A constitutional and civil-rights lawyer by training, Charlotte Burrows has spent two decades creating and implementing federal antidiscrimination policies for workplaces in the executive branch and in Congress. 

After clerking for a federal appeals-court judge, Burrows found her niche as a litigator in the Justice Department’s civil rights division, where she quickly rose to become deputy chief of the department and helped enforce Title VII of the Civil Rights Act of 1964.

Rep. Cori Bush
Democrat, Missouri’s 1st Congressional District

No, Cori Bush is not a member of the administration. But the first-term congresswoman from Missouri is becoming a key figure in ensuring that the White House keeps its promises on racial equality and social justice.

Bush has been called the Alexandria Ocasio-Cortez of the 2020 cycle after her ouster of longtime Rep. William Lacy Clay in the Democratic primary. But she had cut her teeth politically long before. A nurse and ordained pastor who founded a church in St. Louis, she helped organize protests in Ferguson, Missouri, after the fatal police shooting of Michael Brown, including providing support as a medic and holding worship services in a local school.

Alphonso David
President of the Human Rights Campaign

In 2019, Alphonso David became the first immigrant and the first Black man to head the Human Rights Campaign, the nation’s largest LGBTQ advocacy organization. But that’s far from the only notable chapter in his biography.

Born in Silver Spring, Maryland, David moved with his family to Monrovia, Liberia, at 1 year old. His great uncle, William Tolbert, was elected Liberian president in 1971, and his father was elected the mayor of Monrovia in 1977. In 1980, Tolbert was assassinated in a military coup, and David’s father was incarcerated; his family spent 18 months under house arrest before seeking asylum in the United States, ultimately relocating to Baltimore.

Bishop Garrison
Senior Advisor to the Secretary of Defense

A longtime fixture in Democratic foreign-policy circles, Bishop Garrison served in the Obama administration, advised Hillary Clinton’s 2016 campaign, and joined the Biden transition team as a counterterrorism-policy adviser. 

But it wasn’t until this year that Garrison really broke new ground. Defense Secretary Lloyd Austin appointed him to the newly created role of senior adviser on human capital and diversity, equity, and inclusion. In addition to promoting diversity within the officers’ ranks, Garrison heads a working group aimed at countering extremism within the military’s ranks, and he also sits on the Pentagon’s anti-sexual-assault commission.

Vanita Gupta
Associate Attorney General

Associate Attorney General Vanita Gupta’s interest in civil rights piqued when she worked on youth-violence prevention in Boston in the 1990s, observing firsthand the discrimination towards Black youth in the community. 

Since then, Gupta has risen to national prominence as a civil-rights lawyer and activist. She worked at the American Civil Liberties Union, advocating for immigrants’ rights and an end to mass incarceration. After almost a decade at the ACLU, Gupta pivoted to the government sector, serving as acting assistant attorney general and head of the Civil Rights Division of the Justice Department during the Obama administration.

Catherine Lhamon
Deputy Director of the Domestic Policy Council for Racial Justice and Equity

A longtime civil-rights lawyer with a passion for educational equity, Catherine Lhamon has returned to the White House to craft domestic policy through a racial-justice lens.

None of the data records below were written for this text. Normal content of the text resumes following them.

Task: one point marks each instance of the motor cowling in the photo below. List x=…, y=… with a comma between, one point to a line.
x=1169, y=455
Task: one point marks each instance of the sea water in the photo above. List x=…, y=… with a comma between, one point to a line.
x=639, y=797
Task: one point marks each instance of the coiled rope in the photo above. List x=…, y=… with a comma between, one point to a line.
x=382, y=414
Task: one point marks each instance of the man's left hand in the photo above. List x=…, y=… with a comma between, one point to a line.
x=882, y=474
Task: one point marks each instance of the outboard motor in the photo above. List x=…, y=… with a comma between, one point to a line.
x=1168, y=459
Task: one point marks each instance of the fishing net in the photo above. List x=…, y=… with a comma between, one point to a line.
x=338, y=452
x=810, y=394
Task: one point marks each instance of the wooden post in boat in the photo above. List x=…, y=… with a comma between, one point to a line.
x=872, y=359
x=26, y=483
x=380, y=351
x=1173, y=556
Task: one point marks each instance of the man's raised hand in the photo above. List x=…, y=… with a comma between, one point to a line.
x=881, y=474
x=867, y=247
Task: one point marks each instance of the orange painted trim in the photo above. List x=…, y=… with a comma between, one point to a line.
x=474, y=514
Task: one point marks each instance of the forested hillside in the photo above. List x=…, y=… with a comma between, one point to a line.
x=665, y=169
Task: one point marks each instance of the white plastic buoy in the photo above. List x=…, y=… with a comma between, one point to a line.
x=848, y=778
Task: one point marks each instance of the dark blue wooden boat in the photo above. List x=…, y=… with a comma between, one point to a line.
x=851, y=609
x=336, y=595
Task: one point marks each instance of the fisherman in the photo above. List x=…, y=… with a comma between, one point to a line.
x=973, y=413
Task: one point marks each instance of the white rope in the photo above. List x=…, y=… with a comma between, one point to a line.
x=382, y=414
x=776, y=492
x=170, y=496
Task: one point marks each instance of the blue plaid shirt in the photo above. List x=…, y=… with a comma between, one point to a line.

After graduating from Yale Law School, Lhamon spent a decade working for the ACLU of Southern California before serving as director of impact litigation at Public Counsel, the nation’s largest pro bono law firm. In 2013, President Obama nominated her to serve as assistant secretary for civil rights at the Education Department, where she led a team of 600 people and managed cases involving discrimination violations. Most notably, her team authored guidance to colleges that inadequate responses to sexual-assault cases or discrimination against transgender students could constitute a violation of Title IX.

Julissa Reynoso Pantaleón
Chief of Staff to the First Lady, and Co-Chair of the White House Gender Policy Council

One of many immigrant success stories who have made their way into the Biden administration, Julissa Reynoso Pantaleón immigrated from the Dominican Republic to the South Bronx at age 7, going on to graduate in the top 5 percent of her class at Harvard and editing a law journal at Columbia.

After working in the international practices of several prestigious New York firms, she entered politics through volunteering on Hillary Clinton’s and Barack Obama’s 2008 presidential campaigns. Clinton later brought her on as assistant deputy secretary of State for the Bureau of Western Hemisphere Affairs, and Obama then tapped her as ambassador to Uruguay.